DÉCISION "PARTICULIÈREMENT HUMILIANTE"
La porte-parole du groupe PS à l'Assemblée Aurélie Filippetti a qualifié cette déchéance de "révoltante, violente et discriminatoire" et demandé "la révision de la convention franco-hollandaise". De leur côté, les Verts ont estimé que "la décision de l'administration française est très clairement homophobe et humiliante". L'association SOS-Homophobie s'est quant à elle élevée contre une décision "particulièrement humiliante et symboliquement inexcusable", et demande au gouvernement "de réintégrer immédiatement cet homme dans la nationalité française".
Devant l'ampleur de la polémique et à deux semaines de la journée mondiale contre l'homophobie, le 17 mai, le ministère de l'immigration a fait savoir vendredi qu'il a entamé "dès mercredi un réexamen juridique en diligence" de la situation de M. Minvielle, puis s'est dessaisi du dossier au profit des ministères de la justice et des affaires étrangères.

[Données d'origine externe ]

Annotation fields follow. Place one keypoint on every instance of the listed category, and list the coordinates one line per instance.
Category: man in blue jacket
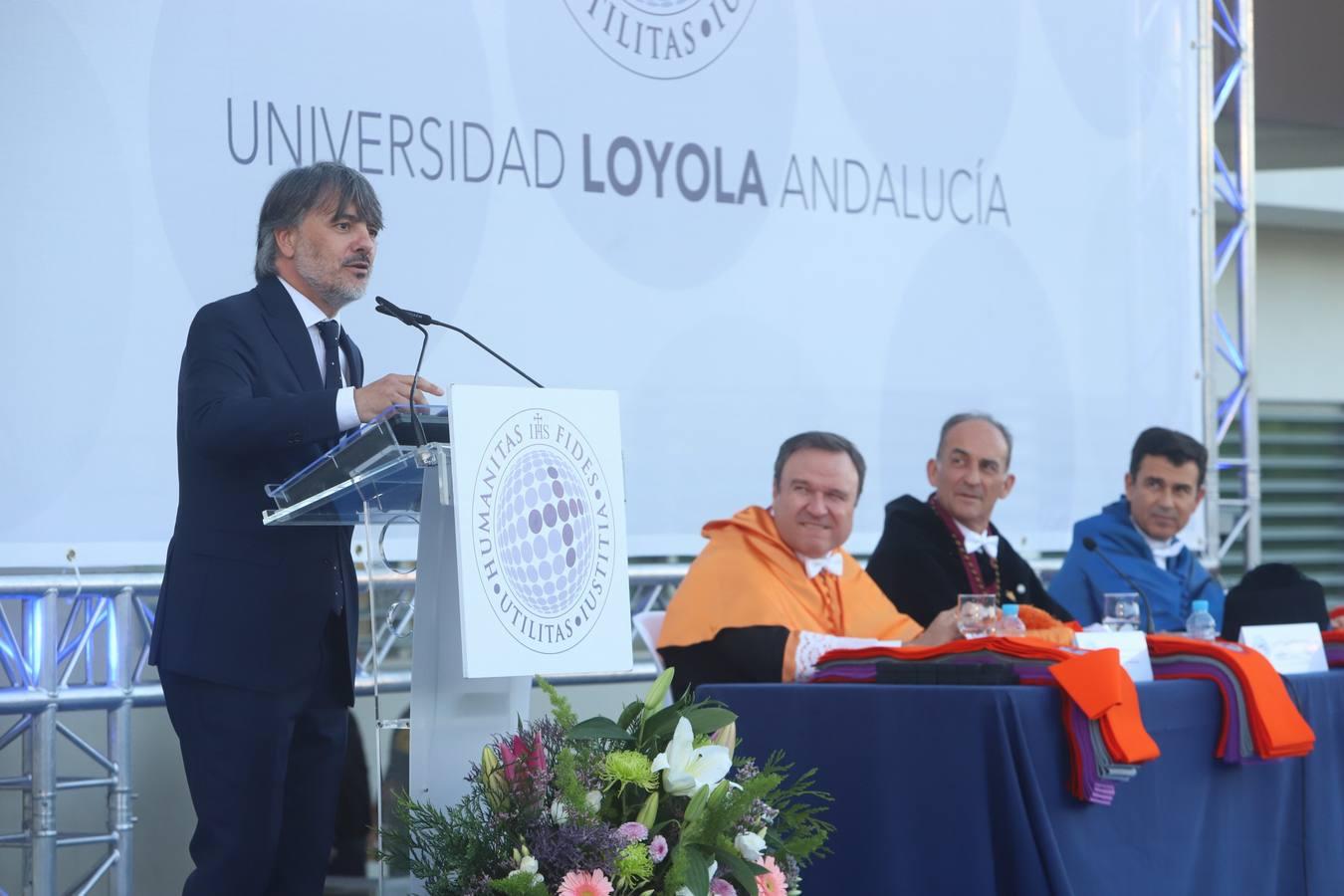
(1137, 534)
(254, 634)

La Chancellerie a ensuite fait savoir que Paris a lancé fin 2007 une procédure de dénonciation de certaines clause de la convention franco-néerlandaise, afin qu'un tel cas ne se reproduise plus. Selon une source diplomatique interrogée par l'AFP, cette dénonciation sera effective en mars 2009, ce qui permettra à M. Minvielle de "demander par déclaration sa réintégration dans la nationalité française".

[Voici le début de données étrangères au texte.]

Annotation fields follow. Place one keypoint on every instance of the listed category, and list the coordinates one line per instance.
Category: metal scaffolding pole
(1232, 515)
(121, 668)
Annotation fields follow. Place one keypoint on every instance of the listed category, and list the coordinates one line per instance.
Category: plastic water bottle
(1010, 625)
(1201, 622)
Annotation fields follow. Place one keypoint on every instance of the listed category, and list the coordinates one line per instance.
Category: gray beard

"Je veux garder ma nationalité, c'est une question de principe. Je suis né Français, à Lorient, toute ma famille est en France. Je me sens rejeté par mon pays mais j'espère que mon cas fera jurisprudence pour changer la loi", a déclaré Fréderic, mercredi, en apprenant le réexamen de son dossier. Se disant "prêt à aller jusqu'à la Cour européenne des droits de l'homme", il a indiqué que son avocate engagerait "dès lundi" une procédure judiciaire pour contester sa radiation.